Aber auch aus einer innerkirchlichen Perspektive kann ich Deiner Argumentation des Entweder-Oder nicht folgen: ein Unrecht kann ein anderes nicht rechtfertigen. Das Unrecht der Homopfarrhäuser rechtfertigt nicht das Unrecht der interreligiösen Pfarrerehe.
Auch geltendes Recht kann diskriminierend sein. So hat z. B. das Bundesverfassungsgericht auch schon Bundesgesetze für ganz oder partiell verfassungswidrig erklärt, weil sie Grundrechte verletzt hätten.

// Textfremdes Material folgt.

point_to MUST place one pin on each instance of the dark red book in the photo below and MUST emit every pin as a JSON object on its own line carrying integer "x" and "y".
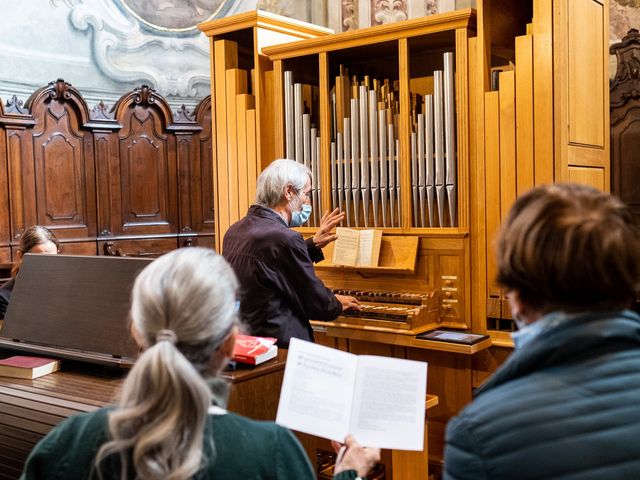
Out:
{"x": 254, "y": 350}
{"x": 27, "y": 367}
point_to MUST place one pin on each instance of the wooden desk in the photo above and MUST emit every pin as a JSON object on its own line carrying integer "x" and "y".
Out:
{"x": 29, "y": 409}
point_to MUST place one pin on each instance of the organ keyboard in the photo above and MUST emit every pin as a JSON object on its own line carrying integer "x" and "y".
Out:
{"x": 410, "y": 311}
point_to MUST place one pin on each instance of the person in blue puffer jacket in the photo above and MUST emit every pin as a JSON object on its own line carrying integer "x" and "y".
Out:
{"x": 565, "y": 403}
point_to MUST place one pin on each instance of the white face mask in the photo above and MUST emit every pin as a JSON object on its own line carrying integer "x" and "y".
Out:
{"x": 300, "y": 217}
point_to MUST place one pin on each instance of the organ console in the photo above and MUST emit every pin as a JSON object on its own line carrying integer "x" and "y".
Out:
{"x": 411, "y": 311}
{"x": 456, "y": 155}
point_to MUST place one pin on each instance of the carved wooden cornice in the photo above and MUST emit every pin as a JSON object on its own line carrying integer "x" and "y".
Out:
{"x": 626, "y": 83}
{"x": 14, "y": 105}
{"x": 60, "y": 90}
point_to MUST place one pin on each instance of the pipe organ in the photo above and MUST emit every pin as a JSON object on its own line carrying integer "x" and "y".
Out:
{"x": 403, "y": 131}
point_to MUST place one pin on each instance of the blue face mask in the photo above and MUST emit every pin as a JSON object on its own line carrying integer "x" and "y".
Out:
{"x": 300, "y": 217}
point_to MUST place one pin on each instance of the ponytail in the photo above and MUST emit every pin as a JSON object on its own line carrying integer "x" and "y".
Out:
{"x": 182, "y": 309}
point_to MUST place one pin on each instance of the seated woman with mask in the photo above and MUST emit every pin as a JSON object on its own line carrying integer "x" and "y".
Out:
{"x": 280, "y": 291}
{"x": 170, "y": 422}
{"x": 34, "y": 239}
{"x": 564, "y": 404}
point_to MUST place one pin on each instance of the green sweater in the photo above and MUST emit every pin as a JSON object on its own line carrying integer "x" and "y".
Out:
{"x": 245, "y": 449}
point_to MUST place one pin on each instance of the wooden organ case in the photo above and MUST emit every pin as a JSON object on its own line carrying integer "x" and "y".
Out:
{"x": 404, "y": 131}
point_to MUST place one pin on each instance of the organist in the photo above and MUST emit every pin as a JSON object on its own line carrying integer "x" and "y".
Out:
{"x": 280, "y": 291}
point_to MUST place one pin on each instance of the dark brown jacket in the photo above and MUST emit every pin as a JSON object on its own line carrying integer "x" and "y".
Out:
{"x": 279, "y": 290}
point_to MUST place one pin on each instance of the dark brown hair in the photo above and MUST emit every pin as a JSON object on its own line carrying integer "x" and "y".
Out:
{"x": 570, "y": 247}
{"x": 32, "y": 236}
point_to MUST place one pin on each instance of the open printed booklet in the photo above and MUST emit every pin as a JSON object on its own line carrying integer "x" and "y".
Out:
{"x": 330, "y": 393}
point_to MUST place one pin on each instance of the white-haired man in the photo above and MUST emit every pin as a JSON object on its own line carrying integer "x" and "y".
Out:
{"x": 280, "y": 291}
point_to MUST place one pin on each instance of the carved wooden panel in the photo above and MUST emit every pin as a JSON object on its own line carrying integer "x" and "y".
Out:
{"x": 202, "y": 198}
{"x": 625, "y": 158}
{"x": 135, "y": 179}
{"x": 63, "y": 164}
{"x": 148, "y": 177}
{"x": 625, "y": 122}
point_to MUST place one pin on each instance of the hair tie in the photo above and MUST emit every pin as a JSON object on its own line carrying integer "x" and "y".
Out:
{"x": 168, "y": 335}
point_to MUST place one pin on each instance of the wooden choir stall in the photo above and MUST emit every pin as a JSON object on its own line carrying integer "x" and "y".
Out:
{"x": 92, "y": 339}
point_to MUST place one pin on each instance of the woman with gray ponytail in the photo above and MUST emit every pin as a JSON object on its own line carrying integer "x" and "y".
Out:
{"x": 171, "y": 422}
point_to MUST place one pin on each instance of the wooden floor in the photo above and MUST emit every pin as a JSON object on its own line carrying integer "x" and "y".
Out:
{"x": 29, "y": 409}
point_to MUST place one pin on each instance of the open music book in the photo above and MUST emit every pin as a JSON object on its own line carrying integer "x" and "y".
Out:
{"x": 330, "y": 393}
{"x": 357, "y": 247}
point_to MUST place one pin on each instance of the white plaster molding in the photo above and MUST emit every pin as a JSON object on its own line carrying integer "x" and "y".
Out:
{"x": 390, "y": 11}
{"x": 123, "y": 52}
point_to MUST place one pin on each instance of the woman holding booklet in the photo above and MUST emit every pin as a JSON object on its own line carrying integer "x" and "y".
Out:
{"x": 171, "y": 422}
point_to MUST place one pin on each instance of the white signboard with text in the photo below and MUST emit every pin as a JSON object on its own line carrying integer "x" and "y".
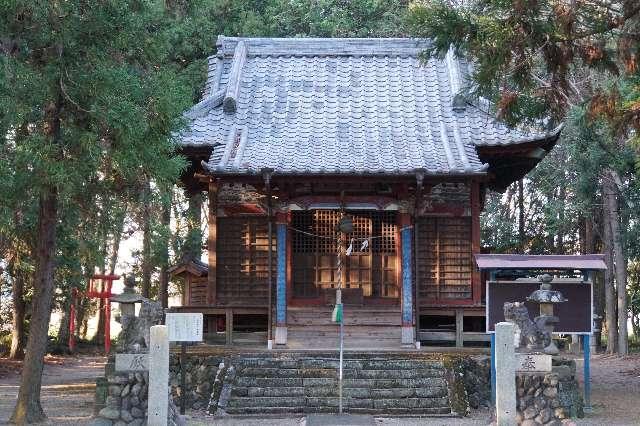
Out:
{"x": 184, "y": 327}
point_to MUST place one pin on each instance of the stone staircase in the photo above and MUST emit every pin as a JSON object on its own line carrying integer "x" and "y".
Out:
{"x": 303, "y": 382}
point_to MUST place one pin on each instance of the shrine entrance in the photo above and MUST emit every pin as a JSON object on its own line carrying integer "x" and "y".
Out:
{"x": 370, "y": 273}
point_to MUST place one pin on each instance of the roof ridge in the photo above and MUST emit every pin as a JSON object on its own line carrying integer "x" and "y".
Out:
{"x": 303, "y": 46}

Die Kirche ist ein von staatlichen Gesetzen unabhängiger Rechtsraum. Da bin ich mit Dir einverstanden. Allerdings stehen kirchliche Ordnungen nicht über Schrift und Bekenntnis, sondern darunter. Wenn man also in anderen Angelegenheiten (FO, Homo-Ehe) „kirchliches Recht“ faktisch über die Schrift und Bekenntnis stellt, nicht zuletzt um der „gesellschaftlichen Weiterentwicklung“ Rechnung zu tragen, dann kann man nicht einfach jemanden wegen einer interreligiösen Ehe schlechter behandeln als einen anderen wegen einer homosexuellen Beziehung, zumal die Bibel die Ehe einer Christin mit einem Nicht-Christen nicht verbietet, auch wenn es nicht besonders vorbildlich und glaubwürdig ist, als Vikarin in einer interreligiösen Ehe zu leben.

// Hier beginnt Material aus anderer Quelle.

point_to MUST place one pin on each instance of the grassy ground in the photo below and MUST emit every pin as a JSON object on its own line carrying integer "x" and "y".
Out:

Entweder hält man sich an Schrift und Bekenntnis oder weicht beides zu Gunsten der Veränderung gesellschaftlicher Verhältnisse in den letzten Jahrzehnten auf. Was mich hier stört, ist die Inkonsequenz, die letztlich zu nicht mehr nachvollziehbaren Diskriminierungen führt. Man kann nicht in bibel- und bekenntniswidriger Manier, Pfarrer, die Homosexualität praktizieren, dulden und dann, sobald es um eine interreligiöse Ehe geht, nicht bereit sein, auch hier tolerant zu sein. Das führt dann nämlich zu einer Vorgehensweise und Behandlung, welche aus Sicht der Betroffenen eine Diskriminierung darstellt.

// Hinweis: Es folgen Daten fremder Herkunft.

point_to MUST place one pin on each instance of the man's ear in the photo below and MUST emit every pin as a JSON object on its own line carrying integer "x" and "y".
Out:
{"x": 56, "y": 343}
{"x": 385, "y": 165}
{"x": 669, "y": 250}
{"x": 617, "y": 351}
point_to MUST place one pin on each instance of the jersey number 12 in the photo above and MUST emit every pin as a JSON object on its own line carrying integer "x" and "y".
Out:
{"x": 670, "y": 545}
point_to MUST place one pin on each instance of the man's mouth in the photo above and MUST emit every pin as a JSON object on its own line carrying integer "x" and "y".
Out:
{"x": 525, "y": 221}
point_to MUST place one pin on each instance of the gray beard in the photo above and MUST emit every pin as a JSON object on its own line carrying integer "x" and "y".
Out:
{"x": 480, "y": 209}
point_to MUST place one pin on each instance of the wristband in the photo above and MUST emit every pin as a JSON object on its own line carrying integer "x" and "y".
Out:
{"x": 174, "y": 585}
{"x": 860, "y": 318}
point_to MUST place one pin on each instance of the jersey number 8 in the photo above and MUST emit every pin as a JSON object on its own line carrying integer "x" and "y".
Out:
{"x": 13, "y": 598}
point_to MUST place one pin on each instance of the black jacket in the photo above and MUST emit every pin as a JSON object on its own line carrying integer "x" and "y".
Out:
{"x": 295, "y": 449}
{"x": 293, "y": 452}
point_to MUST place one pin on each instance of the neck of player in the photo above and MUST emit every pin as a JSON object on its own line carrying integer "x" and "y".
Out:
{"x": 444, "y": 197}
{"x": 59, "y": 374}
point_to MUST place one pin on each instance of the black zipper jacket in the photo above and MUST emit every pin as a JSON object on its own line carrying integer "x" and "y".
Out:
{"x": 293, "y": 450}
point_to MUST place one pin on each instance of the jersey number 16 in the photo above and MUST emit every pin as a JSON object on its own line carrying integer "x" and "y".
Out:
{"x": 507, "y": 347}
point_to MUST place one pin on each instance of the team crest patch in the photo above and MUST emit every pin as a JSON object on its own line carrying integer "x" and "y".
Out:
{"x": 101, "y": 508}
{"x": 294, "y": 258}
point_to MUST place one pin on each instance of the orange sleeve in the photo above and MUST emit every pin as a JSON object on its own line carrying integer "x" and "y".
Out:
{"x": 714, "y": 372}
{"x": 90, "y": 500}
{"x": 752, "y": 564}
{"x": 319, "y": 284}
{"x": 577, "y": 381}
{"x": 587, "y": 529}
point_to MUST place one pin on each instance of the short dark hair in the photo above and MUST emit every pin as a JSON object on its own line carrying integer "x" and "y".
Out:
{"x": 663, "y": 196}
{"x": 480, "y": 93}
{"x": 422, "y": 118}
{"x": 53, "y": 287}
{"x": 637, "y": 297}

Oder um es nachvollziehbarer darzustellen: Eine Vikarin, die einen Nicht-Christen heiratet, handelt wenig glaubwürdig, nicht aber dadurch sündhaft.
Ein Pfarrer, der Homosexualität praktiziert, handelt nicht nur nicht vorbildlich, sondern sündhaft.
Darum ist der 2. Fall sogar schwerwiegender als der 1. Fall. Wenn ich jetzt im 2. Fall Toleranz zeige und den 1. Fall schließlich mit einer Entlassung sanktioniere, so diskriminiere ich die Person.
Man darf Gleiches nicht ungleich und Ungleiches nicht gleich behandeln. Ebenso muss die Verhältnismäßigkeit beachtet werden. Wo gegen diesen Grundsatz verstoßen wird, liegt eine Diskriminierung vor, selbst wenn sie eine vermeintliche Rechtfertigung durch irgendeine kirchliche Ordnung hat/hätte. Dem steht schlicht höheres Recht (göttliches Recht) entgegen.
Jesus spricht: „Ich bin der Weg und die Wahrheit und das Leben; niemand kommt zum Vater denn durch mich.“ (Joh. 14,6)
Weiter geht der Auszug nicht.